At the opening of the exhibition, art historian András Iván Bojár described the exhibition as a dialogue between two artistic selves of Zoltán Tombor: one in his prime, often proven and precise beyond professionalism, and the other in transition, speaking with a subjective voice and an independent visual language. How do you see the relationship between your two creative selves, and to what extent do you see the two as separable?

For me, it’s all about who is taking the photo and for what purpose. There is no point in separating the creative and the practical work in the case of a photographer’s oeuvre since they are inextricably linked through the person of the author. A good photograph is generally recognizable regardless of its genre. From the powerful portraits of Robert Capa, known to the world as a war correspondent, to the work of contemporary photographer Juergen Teller, often described as fashion and commercial celebrity photography, and yet his pictures are in the world’s leading museum and private collections. It is clear that fashion and fine art are for different audiences, and the creative process can be different when you are creating for commission or artistic purposes. The international trend clearly demonstrates that the two are in constant symbiosis and need each other. Painting and contemporary photography also borrow fashion clichés, as several major fashion houses employ artists for their campaigns and collections. In my case, success has come from fashion photography and portraiture, but it is misleading to claim this as a presage. My attention is now focused on a quieter and perhaps more deliberate creation, unchanged in terms of its standard, which I hope will appeal to a new audience.

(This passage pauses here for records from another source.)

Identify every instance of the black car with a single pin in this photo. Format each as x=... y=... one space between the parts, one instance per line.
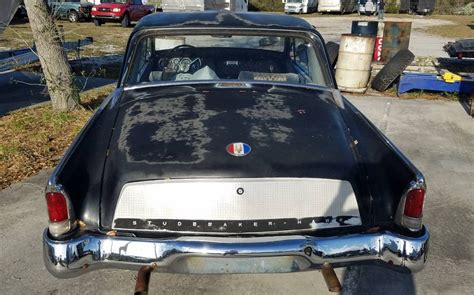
x=72 y=10
x=227 y=147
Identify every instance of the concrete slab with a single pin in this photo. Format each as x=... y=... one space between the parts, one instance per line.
x=437 y=135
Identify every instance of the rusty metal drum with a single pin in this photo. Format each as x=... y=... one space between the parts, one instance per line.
x=354 y=62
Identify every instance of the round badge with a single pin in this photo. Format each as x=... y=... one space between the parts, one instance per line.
x=238 y=149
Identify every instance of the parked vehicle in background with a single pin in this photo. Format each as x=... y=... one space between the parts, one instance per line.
x=301 y=6
x=341 y=6
x=367 y=7
x=122 y=11
x=7 y=11
x=203 y=5
x=72 y=10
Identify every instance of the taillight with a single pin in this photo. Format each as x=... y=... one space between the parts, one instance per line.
x=410 y=209
x=414 y=203
x=57 y=207
x=61 y=216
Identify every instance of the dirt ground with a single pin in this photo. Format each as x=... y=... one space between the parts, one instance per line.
x=429 y=34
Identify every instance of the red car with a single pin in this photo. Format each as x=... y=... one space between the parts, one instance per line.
x=123 y=11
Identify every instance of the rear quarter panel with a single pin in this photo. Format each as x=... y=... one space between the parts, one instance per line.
x=80 y=171
x=388 y=171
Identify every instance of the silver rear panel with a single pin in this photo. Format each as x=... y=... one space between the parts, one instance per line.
x=236 y=205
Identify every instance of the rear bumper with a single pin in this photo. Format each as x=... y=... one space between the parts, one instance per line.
x=87 y=252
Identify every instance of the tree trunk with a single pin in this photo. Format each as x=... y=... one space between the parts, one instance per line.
x=56 y=69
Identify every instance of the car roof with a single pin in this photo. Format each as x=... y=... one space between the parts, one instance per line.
x=216 y=19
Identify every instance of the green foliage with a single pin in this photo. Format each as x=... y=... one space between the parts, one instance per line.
x=450 y=6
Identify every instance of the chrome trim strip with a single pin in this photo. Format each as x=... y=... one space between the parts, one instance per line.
x=88 y=251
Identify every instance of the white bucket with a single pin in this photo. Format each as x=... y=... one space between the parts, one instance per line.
x=354 y=62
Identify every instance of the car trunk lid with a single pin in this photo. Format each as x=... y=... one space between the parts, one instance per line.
x=182 y=133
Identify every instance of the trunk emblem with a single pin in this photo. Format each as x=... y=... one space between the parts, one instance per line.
x=238 y=149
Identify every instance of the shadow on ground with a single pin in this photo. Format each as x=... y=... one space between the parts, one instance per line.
x=371 y=279
x=23 y=89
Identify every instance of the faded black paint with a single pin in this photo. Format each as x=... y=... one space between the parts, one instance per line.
x=294 y=132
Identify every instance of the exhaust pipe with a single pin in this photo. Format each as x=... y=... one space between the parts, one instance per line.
x=331 y=278
x=143 y=279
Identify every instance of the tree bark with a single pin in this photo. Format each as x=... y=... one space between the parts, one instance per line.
x=56 y=69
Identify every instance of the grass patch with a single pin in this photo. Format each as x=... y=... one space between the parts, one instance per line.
x=36 y=138
x=110 y=38
x=462 y=27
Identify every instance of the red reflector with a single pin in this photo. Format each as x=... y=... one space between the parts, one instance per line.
x=57 y=206
x=414 y=203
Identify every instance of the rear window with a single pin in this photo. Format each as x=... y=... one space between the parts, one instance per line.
x=273 y=58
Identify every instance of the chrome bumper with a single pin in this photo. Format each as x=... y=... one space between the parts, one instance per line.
x=74 y=257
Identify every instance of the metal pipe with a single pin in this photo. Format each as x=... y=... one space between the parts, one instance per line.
x=331 y=278
x=143 y=279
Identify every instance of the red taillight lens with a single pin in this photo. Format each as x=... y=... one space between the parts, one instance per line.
x=414 y=203
x=57 y=207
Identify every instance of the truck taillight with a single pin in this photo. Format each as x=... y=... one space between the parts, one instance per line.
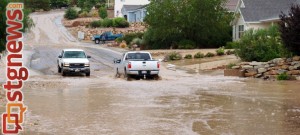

What interests you most in photography now, after the period of confinement?

Our baby girl was born just four weeks ago, and I started photographing the loving anticipation of finally having a baby with Nelli last fall. Then, at the end of November, Lujza Tombor decided we were going to be her parents and she started growing in her mother’s tummy. For nine months, I photographed the two girls I love most in the world, and then at the end, I photographed Nelli giving birth to my daughter. I have many more pictures in my head that I would like to take of them, but I will definitely show some of the series to the public one day.